Meta is cracking down harder on “unoriginal” content on Facebook. The company announced new moves targeting accounts that repeatedly recycle other people’s text, photos, or videos.
So far this year, Meta has already removed about 10 million profiles impersonating big creators. An additional 500,000 accounts flagged for spammy or fake engagement behavior got reduced distribution and monetization restrictions.
This follows YouTube’s recent clarification on unoriginal content policies, especially around AI-driven, mass-produced videos.
Meta isn’t punishing users who engage with others’ content by making reaction videos or adding original commentary. The crackdown focuses squarely on spam accounts and impersonators reuploading stolen content.
Meta said accounts abusing the system will lose Facebook monetization access temporarily and see their posts pushed down in feeds. When duplicate videos are found, Meta will prioritize the original creator’s content by limiting the copies.
They’re also testing a feature that adds links on duplicate videos, pointing viewers back to the original source.
Meta’s update comes amid backlash over wrongly disabled accounts and poor human support, with a 30,000-signature petition demanding change. Major outlets and creators have called out Meta for chaotic automated enforcement hitting legit users and small businesses hard.

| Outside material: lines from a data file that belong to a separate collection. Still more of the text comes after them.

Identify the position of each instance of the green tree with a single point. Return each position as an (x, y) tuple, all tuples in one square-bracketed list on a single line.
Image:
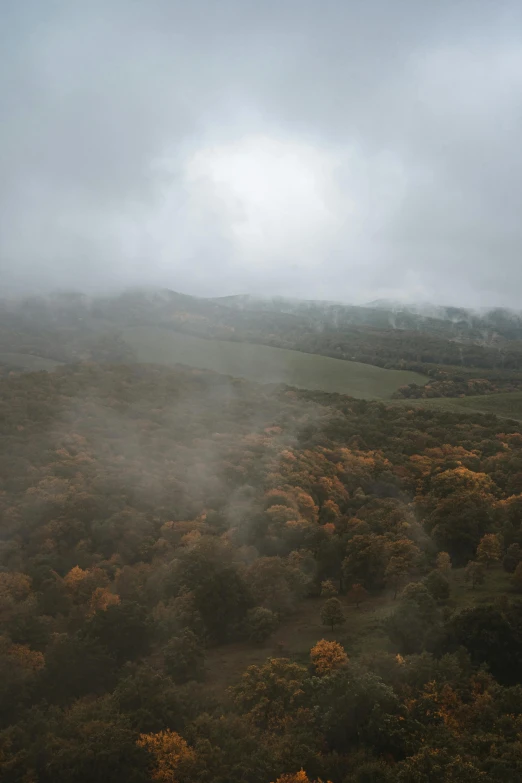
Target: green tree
[(517, 578), (185, 657), (443, 562), (475, 573), (438, 585), (357, 594), (512, 558), (328, 589), (268, 694), (125, 630), (260, 624), (332, 613), (489, 549), (396, 572)]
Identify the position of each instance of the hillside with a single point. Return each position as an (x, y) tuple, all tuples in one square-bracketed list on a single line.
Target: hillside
[(266, 364), (233, 580)]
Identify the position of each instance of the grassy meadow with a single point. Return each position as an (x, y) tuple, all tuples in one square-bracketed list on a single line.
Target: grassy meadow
[(265, 364), (363, 631)]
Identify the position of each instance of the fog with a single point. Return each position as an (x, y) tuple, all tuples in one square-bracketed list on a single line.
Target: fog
[(338, 150)]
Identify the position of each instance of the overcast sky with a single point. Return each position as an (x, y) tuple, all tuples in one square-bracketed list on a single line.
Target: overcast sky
[(308, 148)]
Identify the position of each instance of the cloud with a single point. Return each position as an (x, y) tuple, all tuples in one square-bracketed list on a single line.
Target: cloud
[(346, 151)]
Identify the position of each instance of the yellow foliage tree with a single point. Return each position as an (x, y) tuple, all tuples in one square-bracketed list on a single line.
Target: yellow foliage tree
[(489, 549), (443, 562), (74, 578), (328, 656), (101, 599), (297, 777), (170, 751)]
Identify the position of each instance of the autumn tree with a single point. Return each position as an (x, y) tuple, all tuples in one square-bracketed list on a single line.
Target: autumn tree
[(185, 657), (296, 777), (489, 549), (512, 558), (328, 656), (475, 573), (332, 613), (170, 752), (357, 594), (260, 624), (443, 562), (517, 578), (328, 589), (268, 694), (438, 586)]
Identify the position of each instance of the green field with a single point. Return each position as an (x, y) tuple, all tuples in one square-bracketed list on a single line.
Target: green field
[(507, 406), (27, 361), (265, 364)]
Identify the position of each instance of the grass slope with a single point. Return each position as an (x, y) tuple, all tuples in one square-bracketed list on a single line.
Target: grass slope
[(363, 631), (265, 364), (507, 406), (27, 361)]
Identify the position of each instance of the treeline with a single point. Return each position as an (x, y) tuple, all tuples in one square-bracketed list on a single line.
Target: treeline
[(66, 329)]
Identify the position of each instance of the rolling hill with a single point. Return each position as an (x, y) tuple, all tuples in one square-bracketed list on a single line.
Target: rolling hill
[(265, 364)]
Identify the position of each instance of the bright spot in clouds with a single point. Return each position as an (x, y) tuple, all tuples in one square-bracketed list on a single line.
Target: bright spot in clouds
[(273, 198)]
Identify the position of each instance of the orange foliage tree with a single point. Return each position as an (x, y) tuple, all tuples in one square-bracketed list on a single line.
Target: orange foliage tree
[(327, 656), (170, 752)]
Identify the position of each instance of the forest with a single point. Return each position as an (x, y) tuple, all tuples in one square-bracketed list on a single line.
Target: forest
[(154, 519)]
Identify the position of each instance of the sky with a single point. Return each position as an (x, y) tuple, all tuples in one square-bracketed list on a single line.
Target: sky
[(341, 150)]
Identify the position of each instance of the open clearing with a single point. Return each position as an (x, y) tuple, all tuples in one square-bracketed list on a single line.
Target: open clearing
[(27, 361), (507, 406), (363, 631), (265, 364)]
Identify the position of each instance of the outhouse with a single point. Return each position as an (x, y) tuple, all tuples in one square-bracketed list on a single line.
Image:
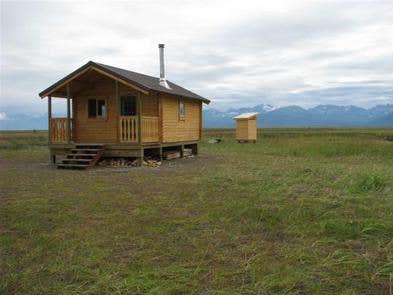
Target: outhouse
[(246, 127)]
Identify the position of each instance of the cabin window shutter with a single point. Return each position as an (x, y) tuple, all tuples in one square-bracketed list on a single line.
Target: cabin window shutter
[(96, 108), (182, 108), (128, 105), (101, 108), (92, 108)]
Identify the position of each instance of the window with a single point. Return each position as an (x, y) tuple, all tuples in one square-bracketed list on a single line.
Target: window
[(96, 108), (182, 109), (128, 105)]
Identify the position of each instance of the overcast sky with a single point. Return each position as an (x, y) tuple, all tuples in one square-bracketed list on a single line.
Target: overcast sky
[(237, 54)]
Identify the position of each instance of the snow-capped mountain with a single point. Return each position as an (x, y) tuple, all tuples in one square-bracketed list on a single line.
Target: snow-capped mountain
[(269, 116), (295, 116)]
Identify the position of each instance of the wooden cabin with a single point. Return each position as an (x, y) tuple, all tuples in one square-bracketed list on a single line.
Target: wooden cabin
[(119, 113), (246, 127)]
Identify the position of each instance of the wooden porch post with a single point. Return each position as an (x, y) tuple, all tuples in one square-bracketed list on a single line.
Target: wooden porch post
[(68, 114), (139, 119), (49, 118), (117, 98)]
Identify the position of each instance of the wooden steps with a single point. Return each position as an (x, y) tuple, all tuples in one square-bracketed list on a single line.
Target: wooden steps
[(83, 156)]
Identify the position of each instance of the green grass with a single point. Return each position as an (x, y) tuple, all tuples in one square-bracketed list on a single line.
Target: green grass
[(302, 211)]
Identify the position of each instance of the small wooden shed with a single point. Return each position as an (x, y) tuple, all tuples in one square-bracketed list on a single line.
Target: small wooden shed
[(246, 127)]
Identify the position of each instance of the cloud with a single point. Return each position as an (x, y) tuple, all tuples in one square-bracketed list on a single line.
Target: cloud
[(3, 116), (279, 53)]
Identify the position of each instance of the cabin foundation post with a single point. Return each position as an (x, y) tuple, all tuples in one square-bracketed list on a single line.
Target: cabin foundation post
[(68, 114)]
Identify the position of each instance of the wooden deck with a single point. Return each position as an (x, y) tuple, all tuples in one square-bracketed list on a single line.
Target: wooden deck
[(59, 151)]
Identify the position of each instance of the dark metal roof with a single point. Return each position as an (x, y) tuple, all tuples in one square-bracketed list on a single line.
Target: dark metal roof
[(141, 80)]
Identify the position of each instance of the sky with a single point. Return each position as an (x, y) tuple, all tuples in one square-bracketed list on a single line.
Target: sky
[(236, 53)]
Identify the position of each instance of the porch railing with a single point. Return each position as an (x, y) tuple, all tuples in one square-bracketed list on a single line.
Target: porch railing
[(58, 130), (129, 129)]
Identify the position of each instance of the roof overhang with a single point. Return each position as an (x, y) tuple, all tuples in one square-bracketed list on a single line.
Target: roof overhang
[(246, 116), (84, 69)]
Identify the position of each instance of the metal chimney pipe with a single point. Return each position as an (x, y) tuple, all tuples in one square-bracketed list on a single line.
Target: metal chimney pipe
[(162, 67)]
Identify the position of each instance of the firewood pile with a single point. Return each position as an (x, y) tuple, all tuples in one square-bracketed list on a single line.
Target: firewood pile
[(187, 153), (151, 163), (119, 162), (170, 155)]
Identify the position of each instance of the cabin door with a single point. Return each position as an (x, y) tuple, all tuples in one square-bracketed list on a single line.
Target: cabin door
[(128, 119)]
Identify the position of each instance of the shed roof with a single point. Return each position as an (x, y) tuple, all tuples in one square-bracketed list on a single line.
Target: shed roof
[(141, 80), (246, 116)]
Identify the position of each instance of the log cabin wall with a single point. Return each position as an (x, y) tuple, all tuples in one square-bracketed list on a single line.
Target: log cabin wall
[(176, 129), (105, 130), (96, 130)]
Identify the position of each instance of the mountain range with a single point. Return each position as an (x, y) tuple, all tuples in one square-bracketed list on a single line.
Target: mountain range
[(295, 116), (268, 116)]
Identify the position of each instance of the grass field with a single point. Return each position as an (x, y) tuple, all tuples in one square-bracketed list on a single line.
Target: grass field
[(303, 211)]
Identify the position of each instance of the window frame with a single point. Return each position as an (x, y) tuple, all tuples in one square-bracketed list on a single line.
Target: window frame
[(182, 116), (97, 117), (135, 101)]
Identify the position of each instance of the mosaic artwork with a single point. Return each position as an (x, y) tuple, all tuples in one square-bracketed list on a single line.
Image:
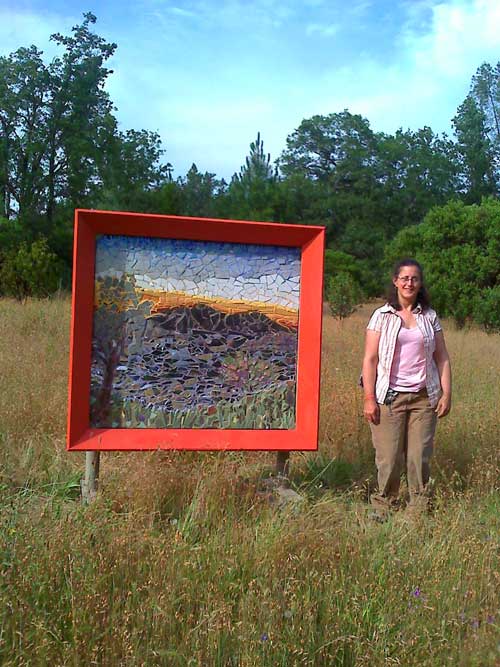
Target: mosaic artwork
[(194, 334)]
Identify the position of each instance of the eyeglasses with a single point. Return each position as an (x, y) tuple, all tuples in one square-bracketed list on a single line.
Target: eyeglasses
[(409, 279)]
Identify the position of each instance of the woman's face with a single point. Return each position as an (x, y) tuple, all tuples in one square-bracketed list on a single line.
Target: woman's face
[(408, 282)]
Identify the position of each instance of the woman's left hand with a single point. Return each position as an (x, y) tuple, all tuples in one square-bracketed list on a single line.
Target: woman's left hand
[(443, 406)]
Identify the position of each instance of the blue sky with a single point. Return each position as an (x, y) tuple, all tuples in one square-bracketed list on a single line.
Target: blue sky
[(209, 74)]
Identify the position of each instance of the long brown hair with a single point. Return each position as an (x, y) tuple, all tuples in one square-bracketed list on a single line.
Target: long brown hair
[(422, 295)]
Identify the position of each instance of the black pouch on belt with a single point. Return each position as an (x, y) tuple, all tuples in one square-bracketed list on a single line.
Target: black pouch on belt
[(390, 397)]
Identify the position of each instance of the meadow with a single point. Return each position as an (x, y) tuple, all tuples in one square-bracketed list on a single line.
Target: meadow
[(183, 560)]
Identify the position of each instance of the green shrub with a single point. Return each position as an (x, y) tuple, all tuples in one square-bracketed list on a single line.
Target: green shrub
[(30, 270), (459, 248), (343, 295)]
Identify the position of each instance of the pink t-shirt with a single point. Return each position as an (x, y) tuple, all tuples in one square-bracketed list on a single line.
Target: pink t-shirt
[(408, 364)]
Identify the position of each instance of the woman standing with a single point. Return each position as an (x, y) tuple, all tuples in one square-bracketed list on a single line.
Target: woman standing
[(407, 385)]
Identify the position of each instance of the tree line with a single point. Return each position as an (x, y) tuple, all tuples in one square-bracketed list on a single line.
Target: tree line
[(377, 193)]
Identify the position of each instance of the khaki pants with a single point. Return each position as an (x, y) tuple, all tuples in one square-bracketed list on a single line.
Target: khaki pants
[(405, 434)]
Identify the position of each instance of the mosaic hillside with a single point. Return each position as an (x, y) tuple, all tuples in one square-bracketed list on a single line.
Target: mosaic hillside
[(194, 334)]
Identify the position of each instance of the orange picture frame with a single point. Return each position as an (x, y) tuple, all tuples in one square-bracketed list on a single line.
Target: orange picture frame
[(89, 224)]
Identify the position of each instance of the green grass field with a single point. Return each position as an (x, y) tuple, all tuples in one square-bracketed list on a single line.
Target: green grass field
[(181, 561)]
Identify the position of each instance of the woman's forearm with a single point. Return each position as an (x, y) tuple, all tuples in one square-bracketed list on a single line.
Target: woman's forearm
[(444, 368), (369, 376)]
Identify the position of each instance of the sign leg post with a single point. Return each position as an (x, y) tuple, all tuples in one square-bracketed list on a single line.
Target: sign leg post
[(91, 480), (283, 465)]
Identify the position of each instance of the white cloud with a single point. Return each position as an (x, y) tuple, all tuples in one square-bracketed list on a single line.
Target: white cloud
[(430, 75), (322, 30)]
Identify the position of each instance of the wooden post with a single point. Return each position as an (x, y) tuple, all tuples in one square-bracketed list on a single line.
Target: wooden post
[(283, 465), (91, 481)]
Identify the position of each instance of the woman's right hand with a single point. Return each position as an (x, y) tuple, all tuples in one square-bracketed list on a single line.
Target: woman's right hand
[(371, 411)]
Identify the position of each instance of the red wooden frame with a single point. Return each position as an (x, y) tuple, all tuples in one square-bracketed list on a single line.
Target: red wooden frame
[(88, 224)]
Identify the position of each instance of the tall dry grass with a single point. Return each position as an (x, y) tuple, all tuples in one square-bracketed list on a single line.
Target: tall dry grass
[(181, 561)]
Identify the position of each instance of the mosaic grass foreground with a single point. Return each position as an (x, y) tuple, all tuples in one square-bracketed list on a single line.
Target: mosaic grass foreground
[(194, 334)]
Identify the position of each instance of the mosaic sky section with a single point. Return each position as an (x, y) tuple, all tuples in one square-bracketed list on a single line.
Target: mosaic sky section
[(201, 268)]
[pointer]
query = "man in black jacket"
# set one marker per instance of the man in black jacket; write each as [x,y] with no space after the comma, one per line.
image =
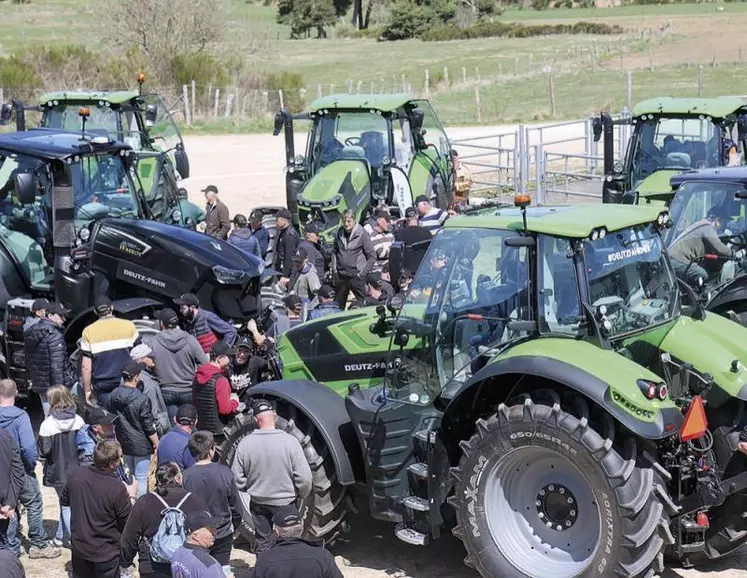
[286,243]
[46,353]
[99,508]
[291,556]
[134,424]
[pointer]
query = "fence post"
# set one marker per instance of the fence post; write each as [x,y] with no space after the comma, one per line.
[185,95]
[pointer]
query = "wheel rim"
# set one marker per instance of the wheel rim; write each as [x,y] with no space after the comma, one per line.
[542,513]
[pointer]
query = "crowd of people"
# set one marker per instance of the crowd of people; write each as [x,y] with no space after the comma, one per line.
[129,441]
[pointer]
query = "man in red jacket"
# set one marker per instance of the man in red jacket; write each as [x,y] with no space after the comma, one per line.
[211,391]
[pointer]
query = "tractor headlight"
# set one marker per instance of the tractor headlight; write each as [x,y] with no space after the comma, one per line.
[230,276]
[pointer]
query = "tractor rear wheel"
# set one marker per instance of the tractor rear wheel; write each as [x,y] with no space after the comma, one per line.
[324,510]
[541,493]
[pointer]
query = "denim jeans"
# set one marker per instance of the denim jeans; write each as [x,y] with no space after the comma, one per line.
[32,501]
[139,468]
[174,399]
[63,526]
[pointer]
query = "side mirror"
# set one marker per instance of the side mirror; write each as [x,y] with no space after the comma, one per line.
[6,112]
[24,186]
[182,162]
[151,114]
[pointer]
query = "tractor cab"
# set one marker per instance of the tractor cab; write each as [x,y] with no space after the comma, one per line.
[363,152]
[711,206]
[670,135]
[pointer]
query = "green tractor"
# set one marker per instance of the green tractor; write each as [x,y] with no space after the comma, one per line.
[143,121]
[547,391]
[364,151]
[670,135]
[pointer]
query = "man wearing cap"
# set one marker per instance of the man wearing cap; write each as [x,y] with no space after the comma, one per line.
[173,446]
[379,229]
[217,222]
[415,239]
[270,466]
[105,347]
[176,355]
[355,258]
[151,388]
[310,243]
[193,560]
[135,426]
[293,556]
[326,303]
[211,391]
[304,280]
[46,353]
[205,325]
[242,238]
[259,232]
[431,218]
[286,243]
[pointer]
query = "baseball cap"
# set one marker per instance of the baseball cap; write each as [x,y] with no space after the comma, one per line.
[293,302]
[326,291]
[103,305]
[300,255]
[57,309]
[286,516]
[221,348]
[39,304]
[168,317]
[189,299]
[99,416]
[131,368]
[261,406]
[186,414]
[140,351]
[196,520]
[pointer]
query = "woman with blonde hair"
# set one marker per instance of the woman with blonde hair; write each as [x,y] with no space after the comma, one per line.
[58,448]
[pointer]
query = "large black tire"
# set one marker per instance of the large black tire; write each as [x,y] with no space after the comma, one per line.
[325,508]
[616,524]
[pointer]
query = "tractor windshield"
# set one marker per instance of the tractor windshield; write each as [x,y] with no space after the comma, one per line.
[631,284]
[355,134]
[103,188]
[661,143]
[710,214]
[468,289]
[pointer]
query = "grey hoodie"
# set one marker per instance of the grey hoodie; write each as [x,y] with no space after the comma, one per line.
[177,354]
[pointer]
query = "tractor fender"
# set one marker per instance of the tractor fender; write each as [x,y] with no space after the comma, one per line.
[666,421]
[326,410]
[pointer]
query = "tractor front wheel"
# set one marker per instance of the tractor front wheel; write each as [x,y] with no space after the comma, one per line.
[540,493]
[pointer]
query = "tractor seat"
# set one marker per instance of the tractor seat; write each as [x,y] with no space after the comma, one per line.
[353,152]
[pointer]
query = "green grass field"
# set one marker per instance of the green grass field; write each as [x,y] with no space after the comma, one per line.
[513,86]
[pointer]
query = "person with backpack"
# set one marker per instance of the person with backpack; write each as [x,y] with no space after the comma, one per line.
[156,527]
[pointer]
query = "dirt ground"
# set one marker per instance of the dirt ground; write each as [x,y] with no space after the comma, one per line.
[248,170]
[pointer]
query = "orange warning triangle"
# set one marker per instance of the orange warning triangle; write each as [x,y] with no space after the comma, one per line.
[696,423]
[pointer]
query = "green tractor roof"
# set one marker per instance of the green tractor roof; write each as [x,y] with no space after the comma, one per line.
[116,97]
[382,102]
[574,222]
[713,107]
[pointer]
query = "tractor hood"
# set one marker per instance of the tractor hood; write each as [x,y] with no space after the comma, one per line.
[655,189]
[341,185]
[711,346]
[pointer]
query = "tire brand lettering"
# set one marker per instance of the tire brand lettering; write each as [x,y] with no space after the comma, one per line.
[544,436]
[609,532]
[470,493]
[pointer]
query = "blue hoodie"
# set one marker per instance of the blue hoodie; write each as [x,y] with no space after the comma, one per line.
[16,422]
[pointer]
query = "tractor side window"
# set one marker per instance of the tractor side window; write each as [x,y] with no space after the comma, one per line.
[559,298]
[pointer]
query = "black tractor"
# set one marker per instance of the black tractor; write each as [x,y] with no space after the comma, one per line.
[75,224]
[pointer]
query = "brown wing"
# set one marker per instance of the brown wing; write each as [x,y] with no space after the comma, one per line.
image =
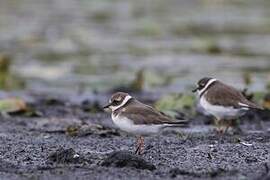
[222,94]
[143,114]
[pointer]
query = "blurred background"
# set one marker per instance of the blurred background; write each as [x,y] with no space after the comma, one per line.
[161,46]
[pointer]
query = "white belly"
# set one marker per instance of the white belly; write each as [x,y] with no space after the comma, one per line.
[127,125]
[220,112]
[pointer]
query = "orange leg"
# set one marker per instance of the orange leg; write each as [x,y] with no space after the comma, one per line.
[140,145]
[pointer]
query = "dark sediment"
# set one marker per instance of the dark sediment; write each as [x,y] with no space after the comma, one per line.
[66,141]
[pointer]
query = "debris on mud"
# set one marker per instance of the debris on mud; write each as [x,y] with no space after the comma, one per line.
[91,128]
[127,159]
[65,156]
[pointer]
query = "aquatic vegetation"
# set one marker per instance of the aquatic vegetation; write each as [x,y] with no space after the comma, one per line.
[172,103]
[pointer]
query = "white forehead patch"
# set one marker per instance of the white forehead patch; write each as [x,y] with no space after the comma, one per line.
[207,85]
[127,98]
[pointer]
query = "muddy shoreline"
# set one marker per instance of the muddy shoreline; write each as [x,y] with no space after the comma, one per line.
[63,140]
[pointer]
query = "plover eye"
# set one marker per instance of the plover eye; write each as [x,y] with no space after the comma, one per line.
[115,102]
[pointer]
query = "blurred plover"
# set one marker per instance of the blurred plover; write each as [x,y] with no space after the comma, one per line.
[222,101]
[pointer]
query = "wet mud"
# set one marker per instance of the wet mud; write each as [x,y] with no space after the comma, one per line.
[66,141]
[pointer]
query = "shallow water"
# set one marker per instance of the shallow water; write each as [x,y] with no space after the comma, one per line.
[68,45]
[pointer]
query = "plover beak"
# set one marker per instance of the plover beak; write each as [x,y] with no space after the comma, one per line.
[194,90]
[107,106]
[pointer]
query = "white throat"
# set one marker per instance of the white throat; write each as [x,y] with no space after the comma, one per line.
[127,98]
[206,86]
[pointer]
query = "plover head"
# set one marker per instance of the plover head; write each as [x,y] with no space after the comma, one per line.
[203,84]
[118,100]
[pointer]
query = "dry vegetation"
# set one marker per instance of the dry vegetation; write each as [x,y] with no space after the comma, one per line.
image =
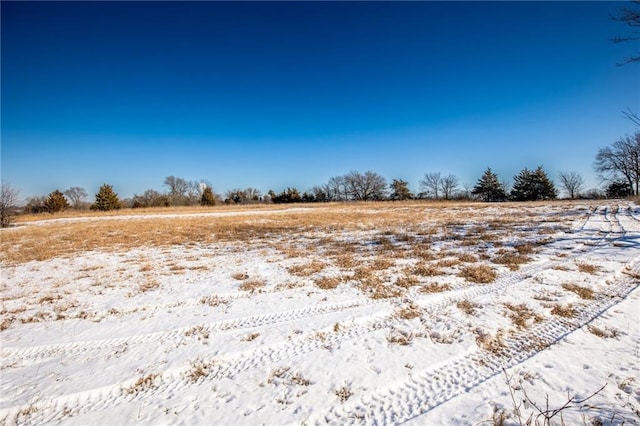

The rise of AI content flooding platforms complicates things. Meta warned against “stitching together clips” or just slapping on watermarks when reusing content, pushing creators to focus on “authentic storytelling.” This hints at concerns over low-effort AI-generated “slop” that’s flooding social media.
Meta also stresses no reusing content from other apps or sources without adding real value. They recommend creators improve video captions instead of relying on auto AI captions.
The changes will roll out gradually over months. Creators can now check post-level insights in Facebook’s Professional Dashboard to understand distribution drops. They’ll also see warnings if at risk of monetization or recommendation penalties.
In its latest Transparency Report, Meta said 3% of Facebook’s monthly users were fake accounts. From January to March 2025, it took action against 1 billion fake accounts globally.
Meta is doubling down on community policing instead of internal fact-checkers through initiatives like Community Notes, letting users flag policy breaches and accuracy issues.
Meta’s move is clear: crack down on unoriginal and recycled content, protect original creators, and battle the flood of AI-fueled low-effort reuse. But the backlash on account takedowns and support gaps may complicate the rollout ahead.